> In case of error: `You must build Spark with Hive. Export 'SPARK_HIVE=true'` 
* Then, create a new `SQLContext` object before using `sqlContext`. This error happens if there are multiple notebooks using the same out-of-box `sqlContext`.
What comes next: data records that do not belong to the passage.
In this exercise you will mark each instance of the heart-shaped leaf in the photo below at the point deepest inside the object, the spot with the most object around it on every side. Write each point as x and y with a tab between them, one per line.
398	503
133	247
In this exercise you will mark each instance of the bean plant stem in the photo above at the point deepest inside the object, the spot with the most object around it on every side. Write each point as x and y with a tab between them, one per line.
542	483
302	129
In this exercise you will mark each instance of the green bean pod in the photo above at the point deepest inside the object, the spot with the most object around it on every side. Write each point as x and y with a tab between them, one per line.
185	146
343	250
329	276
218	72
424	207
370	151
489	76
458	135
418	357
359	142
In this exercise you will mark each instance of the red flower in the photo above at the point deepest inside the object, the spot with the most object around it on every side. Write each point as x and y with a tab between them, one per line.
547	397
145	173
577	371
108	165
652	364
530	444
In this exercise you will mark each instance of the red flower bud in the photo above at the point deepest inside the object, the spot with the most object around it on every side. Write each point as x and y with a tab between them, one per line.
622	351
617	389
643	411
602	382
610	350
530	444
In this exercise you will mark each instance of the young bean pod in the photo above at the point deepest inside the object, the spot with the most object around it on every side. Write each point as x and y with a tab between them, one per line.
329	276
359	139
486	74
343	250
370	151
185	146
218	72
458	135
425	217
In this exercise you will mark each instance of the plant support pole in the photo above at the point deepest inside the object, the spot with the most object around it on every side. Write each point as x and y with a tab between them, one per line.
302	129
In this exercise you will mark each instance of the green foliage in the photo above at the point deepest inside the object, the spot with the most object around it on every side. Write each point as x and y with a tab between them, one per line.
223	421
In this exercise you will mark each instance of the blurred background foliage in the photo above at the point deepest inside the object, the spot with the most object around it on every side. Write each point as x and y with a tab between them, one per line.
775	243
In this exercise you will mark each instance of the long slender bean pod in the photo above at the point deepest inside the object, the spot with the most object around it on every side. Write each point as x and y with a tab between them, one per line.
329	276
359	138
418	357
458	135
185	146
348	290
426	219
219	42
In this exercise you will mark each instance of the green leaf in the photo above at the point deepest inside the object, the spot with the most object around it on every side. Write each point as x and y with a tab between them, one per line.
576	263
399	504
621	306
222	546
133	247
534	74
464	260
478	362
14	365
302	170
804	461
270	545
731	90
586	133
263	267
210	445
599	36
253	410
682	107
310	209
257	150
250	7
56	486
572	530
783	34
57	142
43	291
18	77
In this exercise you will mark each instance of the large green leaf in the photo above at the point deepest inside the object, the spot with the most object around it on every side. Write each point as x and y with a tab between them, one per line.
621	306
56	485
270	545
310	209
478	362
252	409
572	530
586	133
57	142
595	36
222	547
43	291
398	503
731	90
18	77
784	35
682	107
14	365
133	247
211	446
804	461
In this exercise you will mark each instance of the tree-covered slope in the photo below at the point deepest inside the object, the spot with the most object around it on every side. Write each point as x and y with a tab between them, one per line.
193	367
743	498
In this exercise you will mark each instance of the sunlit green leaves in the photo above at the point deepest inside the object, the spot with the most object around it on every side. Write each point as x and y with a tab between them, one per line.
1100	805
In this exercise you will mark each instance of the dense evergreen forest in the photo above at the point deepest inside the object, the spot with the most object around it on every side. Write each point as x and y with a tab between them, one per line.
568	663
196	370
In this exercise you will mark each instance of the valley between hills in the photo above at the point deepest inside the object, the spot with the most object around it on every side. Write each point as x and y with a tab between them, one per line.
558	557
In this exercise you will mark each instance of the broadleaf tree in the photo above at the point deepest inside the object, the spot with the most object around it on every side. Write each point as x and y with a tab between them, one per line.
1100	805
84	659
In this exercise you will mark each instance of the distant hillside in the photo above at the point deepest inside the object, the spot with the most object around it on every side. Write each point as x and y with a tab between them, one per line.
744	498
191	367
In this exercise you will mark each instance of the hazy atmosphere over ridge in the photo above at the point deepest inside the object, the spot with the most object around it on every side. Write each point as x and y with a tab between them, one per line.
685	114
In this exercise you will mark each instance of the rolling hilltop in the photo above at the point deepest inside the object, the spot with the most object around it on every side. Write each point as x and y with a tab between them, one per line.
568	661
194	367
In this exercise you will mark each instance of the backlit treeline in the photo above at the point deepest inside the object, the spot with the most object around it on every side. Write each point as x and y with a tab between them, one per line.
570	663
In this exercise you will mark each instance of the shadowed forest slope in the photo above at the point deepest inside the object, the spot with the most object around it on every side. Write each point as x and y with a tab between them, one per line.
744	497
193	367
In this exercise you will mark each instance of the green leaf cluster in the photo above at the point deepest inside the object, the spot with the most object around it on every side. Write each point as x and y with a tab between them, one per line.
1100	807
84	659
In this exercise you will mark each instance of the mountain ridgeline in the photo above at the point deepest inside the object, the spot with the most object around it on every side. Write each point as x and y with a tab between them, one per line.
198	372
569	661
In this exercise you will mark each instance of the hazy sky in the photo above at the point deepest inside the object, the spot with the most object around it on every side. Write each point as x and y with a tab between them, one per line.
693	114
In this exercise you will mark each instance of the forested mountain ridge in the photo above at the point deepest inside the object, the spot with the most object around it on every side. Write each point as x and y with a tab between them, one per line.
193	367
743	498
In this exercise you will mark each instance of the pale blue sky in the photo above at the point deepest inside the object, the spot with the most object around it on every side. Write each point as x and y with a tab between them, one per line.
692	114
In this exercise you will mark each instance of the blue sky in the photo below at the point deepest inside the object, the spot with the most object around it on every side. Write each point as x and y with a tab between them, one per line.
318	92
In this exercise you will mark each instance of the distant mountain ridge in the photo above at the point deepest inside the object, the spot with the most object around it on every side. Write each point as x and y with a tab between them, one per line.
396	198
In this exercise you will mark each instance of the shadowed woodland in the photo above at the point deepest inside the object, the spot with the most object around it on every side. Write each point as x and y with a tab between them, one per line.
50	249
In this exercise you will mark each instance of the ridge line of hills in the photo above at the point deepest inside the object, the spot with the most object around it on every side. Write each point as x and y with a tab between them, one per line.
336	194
* `from pyspark.sql import SQLContext`
* `sqlContext = SQLContext(sc)`

In [8]:
%matplotlib inline
import pandas as pd
from pyspark.sql import SQLContext, Row
from pyspark.mllib.linalg import Vectors
from pyspark.ml.feature import VectorAssembler
sqlContext=SQLContext(sc)

sc.master

'local[*]'

In [1]:
# What version of Spark
print(sc.version)

# How many cores do I have?
wrks = ! echo %NUMBER_OF_PROCESSORS%
print( wrks[0] + ' cores /workers')

8 cores /workers


> `user_id, hour, mobile, userFeatures` are predictors `X` while `clicked` is the prediction or observation variable `Y` which we want to predict for each user `ID`. We compose all four into single varible `features`.

In [4]:
# Compose all features into single `feature vector` for each user
usr_features = [(0, 18, 1.0, Vectors.dense([0.0, 10.0, 0.5]), 1.0), 
                (1, 11, 0.5, Vectors.dense([0.3, 14.5, 7.5]), 0.0)]
usr_features

[(0, 18, 1.0, DenseVector([0.0, 10.0, 0.5]), 1.0),
 (1, 11, 0.5, DenseVector([0.3, 14.5, 7.5]), 0.0)]

In [9]:
# Create the Dataframes with individual schema (column header).
dataset = sqlContext.createDataFrame(usr_features,
                                     ["id", "hour", "mobile", "userFeatures", "clicked"])
dataset.collect()

[Row(id=0, hour=18, mobile=1.0, userFeatures=DenseVector([0.0, 10.0, 0.5]), clicked=1.0),
 Row(id=1, hour=11, mobile=0.5, userFeatures=DenseVector([0.3, 14.5, 7.5]), clicked=0.0)]

In [10]:
# 
assembler = VectorAssembler(inputCols=["hour", "mobile", "userFeatures"], outputCol="features")
output = assembler.transform(dataset)

print("Final Dataset: Columns 'hour', 'mobile', 'userFeatures' assembled to vector 'features'")
output.select("features", "clicked").show(truncate=False)

Final Dataset: Columns 'hour', 'mobile', 'userFeatures' assembled to vector 'features'
+-----------------------+-------+
|features               |clicked|
+-----------------------+-------+
|[18.0,1.0,0.0,10.0,0.5]|1.0    |
|[11.0,0.5,0.3,14.5,7.5]|0.0    |
+-----------------------+-------+